Pour in the chicken or vegetable broth, ensuring the potatoes are fully submerged.
Bring to a boil, then reduce the heat to a simmer. Cover and cook for 15–20 minutes, or until the potatoes are tender and easily pierced with a fork.

Step 4: Make the Roux

In a small saucepan, melt the butter over medium heat.
Stir in the flour, whisking constantly to create a smooth paste. Cook for 1–2 minutes to remove the raw flour taste.
Gradually whisk in the milk until the mixture thickens slightly. Remove from heat.

Step 5: Blend and Combine

Use an immersion blender to partially puree the soup in the pot, leaving some chunks of potato for texture. Alternatively, transfer half the soup to a blender, puree until smooth, and return it to the pot.
Stir in the roux, followed by the heavy cream, to create a creamy consistency.

Step 6: Season and Serve

Add the crispy bacon back into the pot, reserving a few pieces for garnish.
Season with salt, pepper, and smoked paprika (if using). Taste and adjust the seasoning as needed.
Serve hot, topped with shredded cheddar, green onions, and extra bacon bits for garnish.
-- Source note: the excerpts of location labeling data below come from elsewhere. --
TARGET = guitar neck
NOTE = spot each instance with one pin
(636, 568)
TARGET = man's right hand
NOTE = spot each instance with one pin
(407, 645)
Tips for the Best Potato and Bacon Soup

Choose the Right Potatoes
Yukon Gold or Russet potatoes work best for this recipe. Yukon Gold adds a naturally creamy texture, while Russets break down more for a thicker consistency.

Cook Bacon to Perfection
For the crispiest bacon, start with a cold pot and cook over medium heat, stirring occasionally.

Blend to Your Liking
Adjust the texture of the soup by blending as much or as little as you prefer. Fully blended results in a velvety soup, while partial blending offers more texture.

Don’t Skip the Garnishes
Toppings like cheese, green onions, and extra bacon take this soup to the next level.